Amele Takımı / Erhan Tığlı
Veli içeri girerken, “Merhaba amele takımı! Ne haber?” diye bağırdı.
Kemal yüzünü buruşturdu, “Kapıyı kapat be! Odayı soğutuyorsun. Parayla ısınıyor burası. Babanın bağından gelmiyor odun, kömür. Zor denkleştiriyoruz.”
Veli kapıyı kapatırken, “Şuna bak be!” diye dudak büktü. “Adama selam veriyoruz, merhaba diyeceğine bizi azarlıyor. Yavaş ol oğlum. Öksüz çocuk mu sandın karşındakini.”
Ali Baba olaya el koymak gereğini duydu:
“Birbirimize girmeyelim arkadaşlar. Ayıp oluyor. Eşeğe kızıp semerini dövmeyelim.”
Veli boynunu büktü, “Ben bir şey yapmadım ki. Azarlayan, bağıran o” dedi.
Ali Baba, Kemal’in yüzüne niye böyle yaptın der gibi bakınca Kemal:
“Girerken kapıyı kapatmadı. Bu bir. Bize amele diye seslendi. Bu da iki” dedi.
Ali Baba acı bir gülüşle, “Amele demesi onuruna mı dokundu?”dedi. “Amele değil miyiz yani? Utanacak biz değiliz. Bizi küçümseyenler, bu duruma düşürenlerdir.”
“Biz amele falan değiliz, inşaat işçisiyiz.”
“Ha amele ha işçi... Ne fark eder ki?”
“Amele vasıfsız işçidir. Bizim ustalığımız, özelliğimiz var.”
Kemal diyecek söz bulamadı, “Ne dersin?” der gibi Ali Baba’nın yüzüne baktı.

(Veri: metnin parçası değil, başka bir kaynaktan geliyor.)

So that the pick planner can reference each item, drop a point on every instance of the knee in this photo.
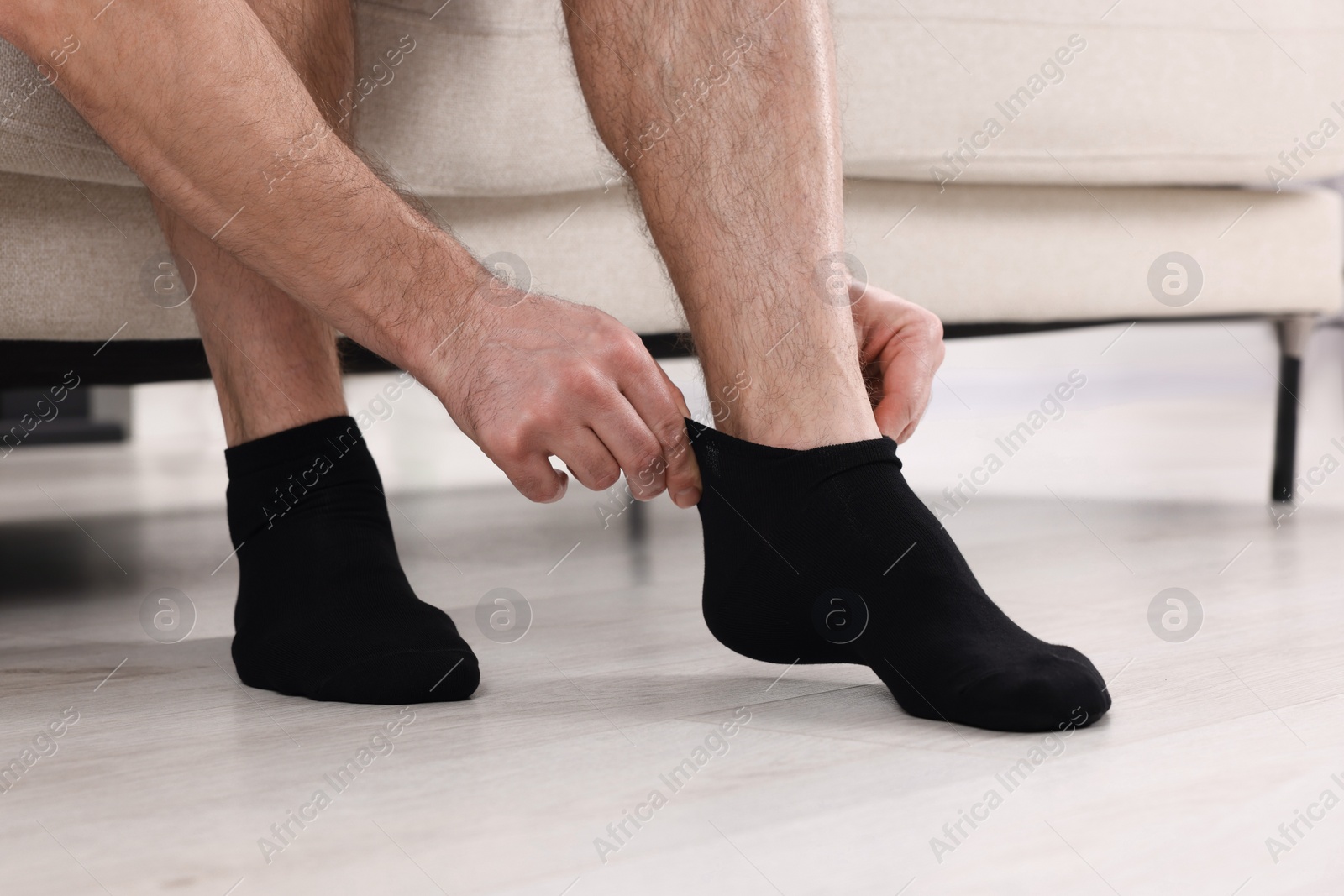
(29, 24)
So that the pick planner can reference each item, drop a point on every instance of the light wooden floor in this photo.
(174, 772)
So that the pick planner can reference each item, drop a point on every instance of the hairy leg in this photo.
(725, 116)
(201, 101)
(816, 548)
(273, 360)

Ali Baba aralarındaki en yaşlı, en deneyimli kişiydi. Sevilir sayılırdı. Ağzı laf yapmasını bilirdi. Eskiden memurmuş. Siyasi nedenlerle hapse girmiş, memuriyetten men etmişler. Ne zaman geçmişten söz edilse yüzünü buruşturur, “Açmayın eski defterleri. Hepsi geçmişte kaldı onların. Geçmişe değil, ileriye bakmalıyız. Yaşamış saymıyorum ben o günleri. Sizi, toplumu tanımaz, fildişi kuleden bakardım hepinize. Kitap gerçeklerinin başka, hayat gerçeklerinin başka olduğunu aranıza gördüm, anladım” diye konuşurdu.

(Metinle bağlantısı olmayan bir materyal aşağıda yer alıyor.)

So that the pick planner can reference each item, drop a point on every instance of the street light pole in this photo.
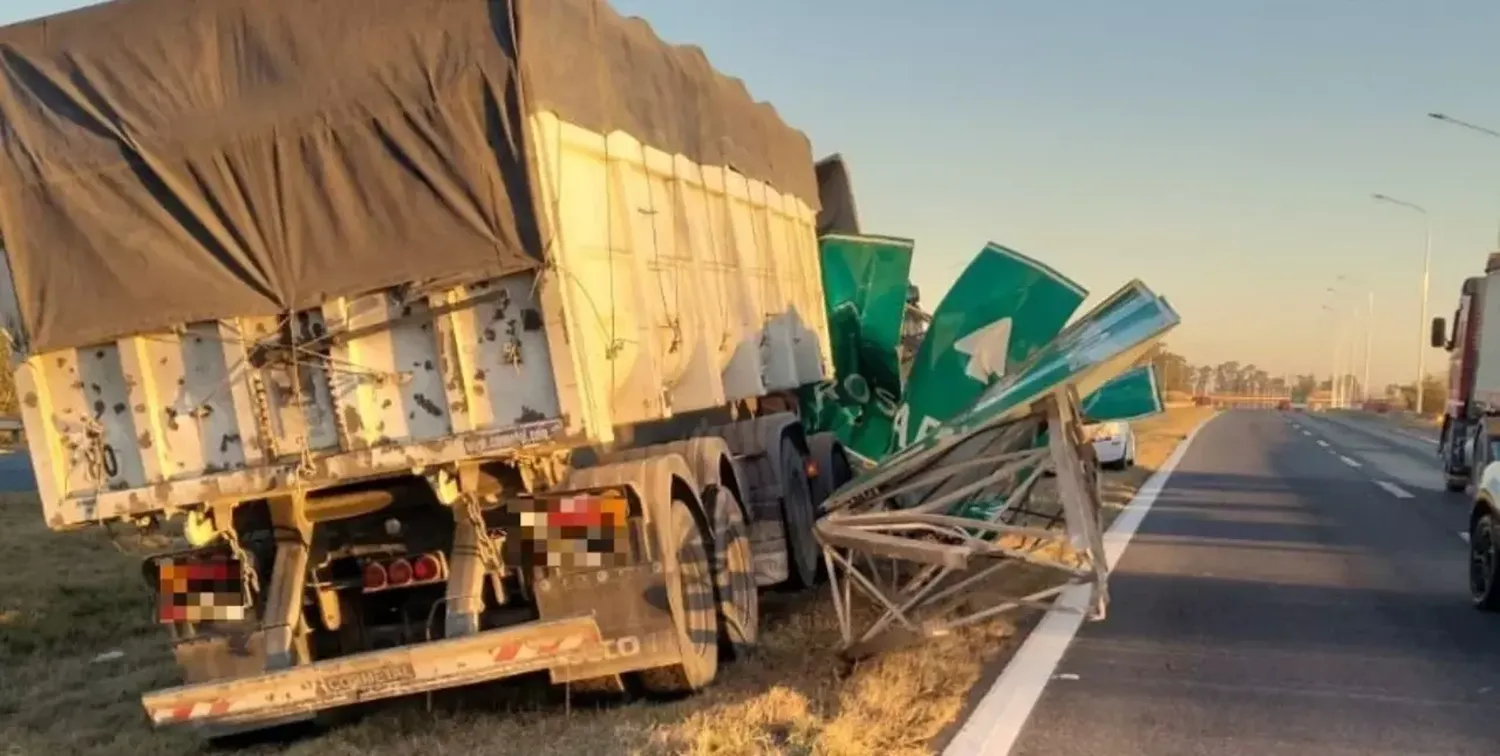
(1427, 269)
(1370, 327)
(1473, 128)
(1332, 377)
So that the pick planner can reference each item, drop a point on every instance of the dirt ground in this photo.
(78, 647)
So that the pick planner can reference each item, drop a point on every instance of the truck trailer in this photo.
(458, 339)
(1469, 444)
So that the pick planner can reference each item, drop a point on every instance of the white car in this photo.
(1113, 443)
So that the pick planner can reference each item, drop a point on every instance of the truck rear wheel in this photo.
(797, 515)
(734, 573)
(684, 552)
(1484, 564)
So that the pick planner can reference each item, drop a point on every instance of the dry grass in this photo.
(68, 597)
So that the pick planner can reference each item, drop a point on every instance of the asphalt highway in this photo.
(1298, 588)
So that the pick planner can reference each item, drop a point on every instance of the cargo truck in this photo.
(456, 338)
(1469, 444)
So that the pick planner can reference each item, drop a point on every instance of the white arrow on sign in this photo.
(986, 347)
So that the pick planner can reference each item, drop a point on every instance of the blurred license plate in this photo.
(585, 530)
(200, 590)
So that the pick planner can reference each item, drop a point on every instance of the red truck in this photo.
(1473, 380)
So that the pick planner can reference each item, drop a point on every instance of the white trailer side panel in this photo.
(684, 287)
(669, 287)
(1487, 344)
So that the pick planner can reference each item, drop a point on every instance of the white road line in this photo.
(1425, 440)
(1004, 710)
(1395, 491)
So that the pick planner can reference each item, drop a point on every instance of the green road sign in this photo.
(1002, 309)
(1130, 396)
(864, 288)
(1092, 351)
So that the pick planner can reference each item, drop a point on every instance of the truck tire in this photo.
(833, 467)
(690, 596)
(797, 516)
(1484, 563)
(734, 573)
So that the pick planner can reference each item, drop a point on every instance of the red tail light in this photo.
(426, 567)
(375, 576)
(399, 572)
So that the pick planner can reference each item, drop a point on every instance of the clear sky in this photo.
(1224, 152)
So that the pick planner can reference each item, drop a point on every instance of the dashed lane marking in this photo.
(1395, 491)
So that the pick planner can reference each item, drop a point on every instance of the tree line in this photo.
(1232, 377)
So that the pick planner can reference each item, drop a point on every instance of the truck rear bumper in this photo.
(278, 696)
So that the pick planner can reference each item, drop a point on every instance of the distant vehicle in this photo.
(1113, 444)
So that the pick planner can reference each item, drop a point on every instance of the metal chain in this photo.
(486, 546)
(251, 584)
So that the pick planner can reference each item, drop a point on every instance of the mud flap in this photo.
(374, 675)
(630, 608)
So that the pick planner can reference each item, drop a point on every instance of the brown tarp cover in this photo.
(176, 161)
(836, 195)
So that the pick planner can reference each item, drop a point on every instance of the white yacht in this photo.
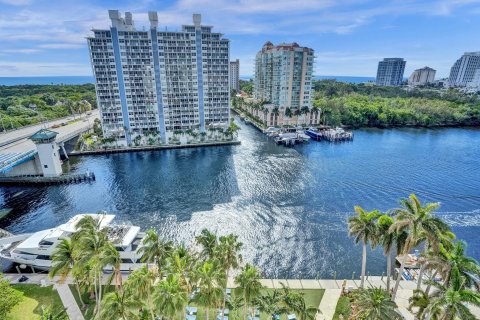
(36, 249)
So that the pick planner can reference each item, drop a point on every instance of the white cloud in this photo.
(62, 45)
(17, 2)
(26, 51)
(9, 68)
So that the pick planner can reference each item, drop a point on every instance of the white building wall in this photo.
(463, 70)
(422, 76)
(235, 75)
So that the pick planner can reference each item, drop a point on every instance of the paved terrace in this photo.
(327, 306)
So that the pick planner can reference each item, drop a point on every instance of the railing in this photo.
(9, 163)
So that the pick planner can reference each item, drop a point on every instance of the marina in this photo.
(289, 206)
(42, 180)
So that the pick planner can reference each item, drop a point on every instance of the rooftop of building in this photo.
(284, 46)
(426, 68)
(393, 59)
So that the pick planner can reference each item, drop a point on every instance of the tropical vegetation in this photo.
(366, 105)
(172, 278)
(414, 226)
(24, 105)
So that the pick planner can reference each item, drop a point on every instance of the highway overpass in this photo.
(16, 148)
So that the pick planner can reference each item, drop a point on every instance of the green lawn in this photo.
(312, 298)
(34, 297)
(343, 308)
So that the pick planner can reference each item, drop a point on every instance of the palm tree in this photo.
(445, 260)
(271, 303)
(91, 241)
(63, 261)
(421, 226)
(208, 241)
(315, 110)
(210, 283)
(181, 263)
(140, 286)
(170, 298)
(249, 282)
(375, 304)
(363, 227)
(388, 240)
(119, 306)
(275, 112)
(155, 250)
(297, 114)
(234, 304)
(227, 252)
(424, 308)
(447, 302)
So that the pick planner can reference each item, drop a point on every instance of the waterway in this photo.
(289, 206)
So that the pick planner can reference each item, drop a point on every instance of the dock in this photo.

“Bırakın bu kısır tartışmaları. Bunlar insanı bir yere götürmez. Amele Arapça bir sözcüktür, işçi de Türkçe. Ne denilirse denilsin, toplumun bize bakışı değişir mi?”

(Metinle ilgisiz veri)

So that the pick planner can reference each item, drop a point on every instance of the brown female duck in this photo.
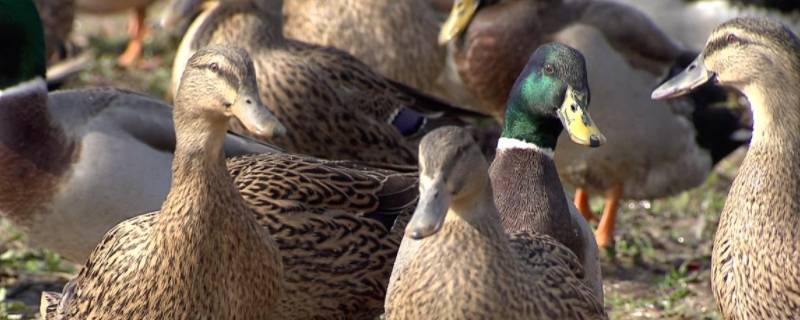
(203, 254)
(334, 106)
(396, 38)
(337, 224)
(522, 275)
(756, 259)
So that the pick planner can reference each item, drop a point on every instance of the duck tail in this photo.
(720, 127)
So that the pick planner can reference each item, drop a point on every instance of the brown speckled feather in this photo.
(335, 226)
(334, 106)
(760, 279)
(533, 275)
(396, 38)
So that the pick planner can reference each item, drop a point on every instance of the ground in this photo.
(659, 268)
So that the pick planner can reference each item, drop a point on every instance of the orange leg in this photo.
(136, 31)
(582, 203)
(605, 230)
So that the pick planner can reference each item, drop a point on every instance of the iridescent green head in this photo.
(551, 93)
(23, 55)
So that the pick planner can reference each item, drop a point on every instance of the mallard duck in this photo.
(136, 25)
(521, 275)
(551, 93)
(396, 38)
(337, 224)
(75, 163)
(334, 106)
(653, 151)
(203, 254)
(754, 265)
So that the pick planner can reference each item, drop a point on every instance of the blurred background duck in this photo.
(506, 275)
(77, 162)
(203, 254)
(654, 149)
(333, 105)
(137, 29)
(755, 273)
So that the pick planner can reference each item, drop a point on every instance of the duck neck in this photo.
(477, 208)
(35, 153)
(530, 127)
(529, 195)
(202, 191)
(775, 112)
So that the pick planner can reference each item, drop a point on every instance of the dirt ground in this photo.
(658, 269)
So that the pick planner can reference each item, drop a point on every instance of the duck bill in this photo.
(692, 77)
(431, 211)
(180, 10)
(457, 22)
(256, 117)
(576, 120)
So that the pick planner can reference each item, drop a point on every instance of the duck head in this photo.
(219, 84)
(550, 95)
(453, 174)
(460, 17)
(747, 54)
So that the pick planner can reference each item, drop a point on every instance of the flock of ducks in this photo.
(307, 171)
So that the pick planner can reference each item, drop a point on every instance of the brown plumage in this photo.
(203, 254)
(756, 256)
(462, 264)
(337, 224)
(396, 38)
(334, 106)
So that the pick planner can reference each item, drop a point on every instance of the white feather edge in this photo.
(510, 143)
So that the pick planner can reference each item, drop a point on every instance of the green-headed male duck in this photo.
(463, 264)
(550, 95)
(668, 148)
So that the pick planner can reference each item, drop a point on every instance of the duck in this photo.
(519, 275)
(627, 56)
(203, 253)
(334, 106)
(137, 29)
(77, 162)
(754, 262)
(337, 224)
(395, 38)
(551, 94)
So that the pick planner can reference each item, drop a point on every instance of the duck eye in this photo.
(548, 69)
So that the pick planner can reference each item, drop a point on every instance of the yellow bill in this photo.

Ali Baba’nın bu sözü ikisini de susturdu. Veli eski paltosunu çıkardı, odanın sıvasız duvarına astı, “Dışarısı çok soğuk” diye ellerini ovuşturdu.
“Önemli olan dışarısının değil, içimizin, yüreğimizin soğuk olup olmaması” dedi Ali Baba, “Dost dostun gönlünü ısıtır. Gel sokul yanımıza, can kat canımıza.”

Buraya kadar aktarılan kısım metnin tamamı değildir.